Sur le point de régurgiter, il se détourna du cadavre. Ou du moins de ce qu'il en restait. Où qu'il regarde, ses yeux tombaient sur un morceau de corps découpé. Une phalange, une oreille, une lèvre, un pouce, un bout de nez, un orteil et bien d'autres ; tous imbibés de sang comme de morbides canards dans une mare. Sur une chaise, attaché, le buste gisait ; souillé de rouge coagulé, d'urine, de merde et de poudre. Le trou, ridicule, de la balle qui acheva ses souffrances, disparaissait presque au milieu de son front. L'ouverture béante de sa bouche en revanche, sans lèvres, sans dents, sans langue, envahissait son visage méconnaissable.

— Il a été torturé et j'ai comme l'impression qu'il n'a pas parlé, commenta son collègue qui, bien que plus aguerri, se sentait lui aussi quelque peu nauséeux. Il devait avoir une très bonne raison de se taire aussi longtemps...
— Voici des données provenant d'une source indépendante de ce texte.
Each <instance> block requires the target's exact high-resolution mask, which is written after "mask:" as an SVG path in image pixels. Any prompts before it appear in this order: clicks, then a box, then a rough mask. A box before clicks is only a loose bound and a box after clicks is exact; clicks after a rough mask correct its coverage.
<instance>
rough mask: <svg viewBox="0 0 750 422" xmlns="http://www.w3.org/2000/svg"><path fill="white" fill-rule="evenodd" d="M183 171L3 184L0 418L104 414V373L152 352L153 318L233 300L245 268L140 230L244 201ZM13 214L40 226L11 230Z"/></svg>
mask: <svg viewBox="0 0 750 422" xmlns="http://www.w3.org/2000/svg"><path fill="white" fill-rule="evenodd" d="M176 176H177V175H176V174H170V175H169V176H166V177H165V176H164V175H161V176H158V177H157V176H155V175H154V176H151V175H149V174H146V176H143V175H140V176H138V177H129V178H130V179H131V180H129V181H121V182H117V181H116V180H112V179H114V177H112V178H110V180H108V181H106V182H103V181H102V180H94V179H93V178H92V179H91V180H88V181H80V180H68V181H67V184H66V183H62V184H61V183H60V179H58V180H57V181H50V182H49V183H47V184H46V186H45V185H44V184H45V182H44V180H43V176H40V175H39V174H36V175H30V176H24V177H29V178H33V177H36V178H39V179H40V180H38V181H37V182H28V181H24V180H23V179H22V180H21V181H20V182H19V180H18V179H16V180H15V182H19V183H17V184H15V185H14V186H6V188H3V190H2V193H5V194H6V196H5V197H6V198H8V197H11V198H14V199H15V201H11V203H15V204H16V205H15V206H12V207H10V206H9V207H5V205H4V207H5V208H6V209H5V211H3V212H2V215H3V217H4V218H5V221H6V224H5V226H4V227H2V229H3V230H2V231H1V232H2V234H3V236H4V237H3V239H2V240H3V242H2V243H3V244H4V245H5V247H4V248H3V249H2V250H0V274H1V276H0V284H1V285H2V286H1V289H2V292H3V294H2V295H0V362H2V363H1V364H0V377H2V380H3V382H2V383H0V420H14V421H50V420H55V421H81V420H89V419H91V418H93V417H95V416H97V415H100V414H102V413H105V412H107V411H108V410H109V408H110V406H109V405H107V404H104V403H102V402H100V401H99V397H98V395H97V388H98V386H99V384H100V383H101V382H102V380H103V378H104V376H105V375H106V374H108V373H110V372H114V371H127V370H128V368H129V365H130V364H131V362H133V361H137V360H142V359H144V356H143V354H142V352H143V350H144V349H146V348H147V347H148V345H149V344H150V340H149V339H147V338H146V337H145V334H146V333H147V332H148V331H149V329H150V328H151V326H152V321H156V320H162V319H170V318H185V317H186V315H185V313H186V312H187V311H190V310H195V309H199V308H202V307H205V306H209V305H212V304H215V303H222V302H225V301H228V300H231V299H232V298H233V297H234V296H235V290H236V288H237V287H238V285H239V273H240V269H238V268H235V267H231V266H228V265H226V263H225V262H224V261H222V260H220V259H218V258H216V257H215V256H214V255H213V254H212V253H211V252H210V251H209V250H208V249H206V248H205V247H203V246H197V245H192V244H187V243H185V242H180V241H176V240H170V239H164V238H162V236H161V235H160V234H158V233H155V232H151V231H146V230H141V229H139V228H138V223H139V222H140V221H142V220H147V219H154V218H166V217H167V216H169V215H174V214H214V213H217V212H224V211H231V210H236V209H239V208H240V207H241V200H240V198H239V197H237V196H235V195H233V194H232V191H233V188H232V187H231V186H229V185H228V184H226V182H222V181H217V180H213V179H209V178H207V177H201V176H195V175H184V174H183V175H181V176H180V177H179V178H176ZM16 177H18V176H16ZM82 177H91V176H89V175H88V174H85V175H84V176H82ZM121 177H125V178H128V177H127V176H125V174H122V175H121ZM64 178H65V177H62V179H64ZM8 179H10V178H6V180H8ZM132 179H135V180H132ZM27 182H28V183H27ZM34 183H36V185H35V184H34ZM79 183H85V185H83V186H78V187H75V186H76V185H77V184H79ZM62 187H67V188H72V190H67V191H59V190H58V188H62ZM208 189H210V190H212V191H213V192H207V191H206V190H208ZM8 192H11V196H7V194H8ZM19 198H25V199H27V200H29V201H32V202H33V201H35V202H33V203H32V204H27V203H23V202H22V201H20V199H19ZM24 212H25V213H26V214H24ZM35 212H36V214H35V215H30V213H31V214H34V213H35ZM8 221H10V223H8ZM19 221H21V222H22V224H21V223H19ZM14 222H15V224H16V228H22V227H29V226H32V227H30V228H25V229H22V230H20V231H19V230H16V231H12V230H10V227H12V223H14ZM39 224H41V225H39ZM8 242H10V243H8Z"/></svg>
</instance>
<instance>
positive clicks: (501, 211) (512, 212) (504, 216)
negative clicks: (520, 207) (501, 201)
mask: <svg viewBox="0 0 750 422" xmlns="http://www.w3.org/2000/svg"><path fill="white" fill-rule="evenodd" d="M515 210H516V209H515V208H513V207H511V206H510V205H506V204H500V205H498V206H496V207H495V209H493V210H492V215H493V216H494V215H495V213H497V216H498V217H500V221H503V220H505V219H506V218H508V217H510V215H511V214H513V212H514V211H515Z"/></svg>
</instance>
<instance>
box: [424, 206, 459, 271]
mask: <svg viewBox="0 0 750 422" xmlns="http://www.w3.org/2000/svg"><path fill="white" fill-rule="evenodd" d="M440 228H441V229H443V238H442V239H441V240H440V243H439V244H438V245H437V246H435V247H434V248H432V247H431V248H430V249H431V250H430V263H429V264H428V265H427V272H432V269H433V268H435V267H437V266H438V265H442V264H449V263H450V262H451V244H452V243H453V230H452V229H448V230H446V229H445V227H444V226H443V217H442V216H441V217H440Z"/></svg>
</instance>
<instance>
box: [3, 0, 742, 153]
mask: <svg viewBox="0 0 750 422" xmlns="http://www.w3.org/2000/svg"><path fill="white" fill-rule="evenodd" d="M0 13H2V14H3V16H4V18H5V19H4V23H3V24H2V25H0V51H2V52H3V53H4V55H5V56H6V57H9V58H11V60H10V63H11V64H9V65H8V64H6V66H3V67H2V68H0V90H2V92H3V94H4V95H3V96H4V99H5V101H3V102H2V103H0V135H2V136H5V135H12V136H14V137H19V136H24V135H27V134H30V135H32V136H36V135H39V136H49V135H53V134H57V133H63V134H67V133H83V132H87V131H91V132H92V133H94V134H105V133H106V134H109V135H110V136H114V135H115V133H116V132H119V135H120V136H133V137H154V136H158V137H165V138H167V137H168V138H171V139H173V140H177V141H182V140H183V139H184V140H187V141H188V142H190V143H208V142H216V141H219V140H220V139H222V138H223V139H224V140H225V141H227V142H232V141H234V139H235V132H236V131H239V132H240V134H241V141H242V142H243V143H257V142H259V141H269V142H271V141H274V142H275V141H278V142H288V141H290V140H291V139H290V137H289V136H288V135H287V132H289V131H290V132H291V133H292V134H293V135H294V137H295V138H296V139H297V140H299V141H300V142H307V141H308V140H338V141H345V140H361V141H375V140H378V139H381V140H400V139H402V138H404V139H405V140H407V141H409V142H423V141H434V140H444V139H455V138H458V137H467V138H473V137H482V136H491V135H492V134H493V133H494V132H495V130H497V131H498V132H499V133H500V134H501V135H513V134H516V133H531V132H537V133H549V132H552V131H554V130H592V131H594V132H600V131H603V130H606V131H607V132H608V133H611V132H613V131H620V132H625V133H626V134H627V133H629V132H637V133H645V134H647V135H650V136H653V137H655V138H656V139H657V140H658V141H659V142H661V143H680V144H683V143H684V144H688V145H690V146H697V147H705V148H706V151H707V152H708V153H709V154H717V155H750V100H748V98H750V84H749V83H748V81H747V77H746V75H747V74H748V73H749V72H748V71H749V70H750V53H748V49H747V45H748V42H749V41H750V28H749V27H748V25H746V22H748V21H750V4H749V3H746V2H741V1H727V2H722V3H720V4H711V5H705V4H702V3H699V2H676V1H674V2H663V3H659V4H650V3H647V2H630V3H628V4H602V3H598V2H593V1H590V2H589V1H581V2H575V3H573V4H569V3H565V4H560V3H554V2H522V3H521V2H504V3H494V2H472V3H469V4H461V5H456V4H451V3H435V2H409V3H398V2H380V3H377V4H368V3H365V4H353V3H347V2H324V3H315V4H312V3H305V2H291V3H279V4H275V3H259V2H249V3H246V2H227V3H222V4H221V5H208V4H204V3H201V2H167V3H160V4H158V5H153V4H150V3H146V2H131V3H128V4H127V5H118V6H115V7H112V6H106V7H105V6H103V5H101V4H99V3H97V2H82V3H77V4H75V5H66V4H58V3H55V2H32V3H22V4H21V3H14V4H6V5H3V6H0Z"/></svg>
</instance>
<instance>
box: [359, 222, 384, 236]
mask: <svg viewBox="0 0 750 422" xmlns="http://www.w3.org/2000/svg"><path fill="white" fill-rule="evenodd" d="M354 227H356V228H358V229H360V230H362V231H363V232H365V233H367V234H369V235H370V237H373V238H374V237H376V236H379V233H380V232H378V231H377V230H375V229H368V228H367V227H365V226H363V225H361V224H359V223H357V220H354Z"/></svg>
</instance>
— Il protégeait quelqu'un ? supposa l'autre, penché par-dessus le demi mur en verre qui séparait le bureau du couloir.

Il venait d'essuyer les coins de sa bouche avec sa manche.

— C'est même certain. Enfin, à moins qu'il ne s'agisse d'un sacrifice rituel ou quelque chose dans le genre. Le PDG de North&Smith est connu pour ses penchants... Comment dire... Vampirique ? Satanique ? Peu importe. Mais bon, il n'y a aucun symbole étrange ou de dispositif particulier qui pourrait favoriser cette piste.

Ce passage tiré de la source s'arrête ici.